CAPÍTULO 14

Kerrick durmió poco aquella noche, había demasiado en qué pensar. Los sammads acudirían al sur, eso había quedado decidido, los cazadores con sus nuevos hesotsan partirían por la mañana para traerlos. Con los cazadores allí la ciudad estaba segura…, o tan segura como era posible. Kerrick tenía que volverse de espaldas a todo ello ahora y pensar en su propio sammad. Había dejado a Armun atrás con los sammads y ella había intentado reunirse con él. Ni siquiera quería pensar en la posibilidad de que estuviera muerta; estaba viva en el norte, tenía que estarlo. La encontraría, con la ayuda de Ortnar buscaría a los paramutanos. La encontrarían y también a su hijo…, lo cual dejaba sólo una cosa de la que preocuparse. Los dos yilanè machos.

Pero ¿por qué debía preocuparse por ellos? No eran nada para él. Pero en esto estaba equivocado. Eran importantes. Habían permanecido prisioneros del mismo modo que él había permanecido prisionero. A él lo habían atado por el cuello, ante el pensamiento sus dedos tocaron el anillo de hierro que aún lo rodeaba, y ellos habían sido encerrados en el hanale. Era lo mismo. Y ellos habían tenido el valor que él nunca había tenido, el deseo de ir valientemente hacia delante, a un mundo del que no sabían nada. Dispuestos a seguirle…, porque tenían fe en él. Deseaban formar parte de su sammad. Se echó a reír en la oscuridad ante aquel pensamiento. ¡Qué extraño sammad sería! Un sammadar que apenas era capaz de disparar un arco con puntería, un cazador con un agujero en el cráneo abierto allí por su anterior sammadar, una mujer, un niño pequeño…, ¡y dos murgu asustados!

Realmente, un sammad capaz de causar pavor a los corazones de los demás…, si no al del propio sammadar.

¿Qué otra cosa podía hacer con aquellas pobres e indefensas criaturas? Abandonarlas allí significaría su muerte cierta; mejor matarlos él mismo que abandonarlos a eso. Y no regresarían a las hembras yilanè, lo cual era muy comprensible. Sin embargo, si iban al norte con él seguramente morirían en la nieve. Entonces, ¿qué podía hacer? Sacarlos de allí, evidentemente; pero luego… ¿qué?

Una idea empezó a formarse en su cabeza, y cuanto más pensaba en ella más posible le parecía.
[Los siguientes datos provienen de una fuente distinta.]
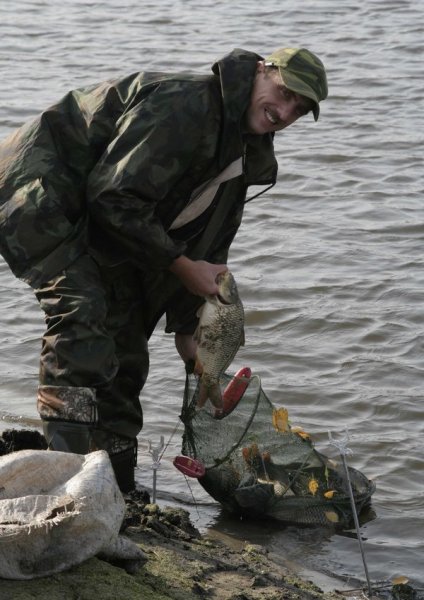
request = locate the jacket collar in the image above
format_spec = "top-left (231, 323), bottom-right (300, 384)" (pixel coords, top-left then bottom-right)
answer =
top-left (212, 48), bottom-right (277, 185)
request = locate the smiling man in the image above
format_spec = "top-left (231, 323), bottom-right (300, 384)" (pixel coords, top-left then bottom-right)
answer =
top-left (0, 48), bottom-right (327, 491)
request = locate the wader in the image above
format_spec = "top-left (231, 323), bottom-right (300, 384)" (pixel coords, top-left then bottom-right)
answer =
top-left (35, 255), bottom-right (149, 493)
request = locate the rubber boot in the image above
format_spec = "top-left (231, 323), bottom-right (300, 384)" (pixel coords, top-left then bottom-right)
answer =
top-left (38, 386), bottom-right (137, 494)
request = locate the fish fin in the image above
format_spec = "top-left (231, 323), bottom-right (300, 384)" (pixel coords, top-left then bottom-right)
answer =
top-left (208, 383), bottom-right (223, 408)
top-left (197, 382), bottom-right (209, 408)
top-left (193, 356), bottom-right (203, 375)
top-left (197, 380), bottom-right (223, 409)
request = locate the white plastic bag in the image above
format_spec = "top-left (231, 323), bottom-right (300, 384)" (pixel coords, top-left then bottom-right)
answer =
top-left (0, 450), bottom-right (146, 579)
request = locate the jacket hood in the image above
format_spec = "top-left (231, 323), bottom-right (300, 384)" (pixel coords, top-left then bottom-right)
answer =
top-left (212, 48), bottom-right (262, 167)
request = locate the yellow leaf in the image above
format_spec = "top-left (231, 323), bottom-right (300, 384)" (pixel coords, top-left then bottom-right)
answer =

Por la mañana estaba completamente clara, y se durmió con ella.

Ortnar le aguardaba en el ambesed, con todas sus armas, su fardo a la espalda.

—Saldremos más tarde —dijo Kerrick—. Deja aquí tus cosas y ven conmigo, porque quiero estudiar nuestro camino al norte.

Se dirigieron al aún intacto modelo del terreno a todos lados de la ciudad que habían construido las yilanè, y Kerrick lo examinó detenidamente.

—No es necesario —dijo Ortnar—. Conozco bien el camino, lo he recorrido varias veces.

—Iremos por un lado distinto, al menos al principio.

Dime, Ortnar: ¿Obedecerás mis órdenes, aunque no estés de acuerdo con ellas, o irás a otro sammad?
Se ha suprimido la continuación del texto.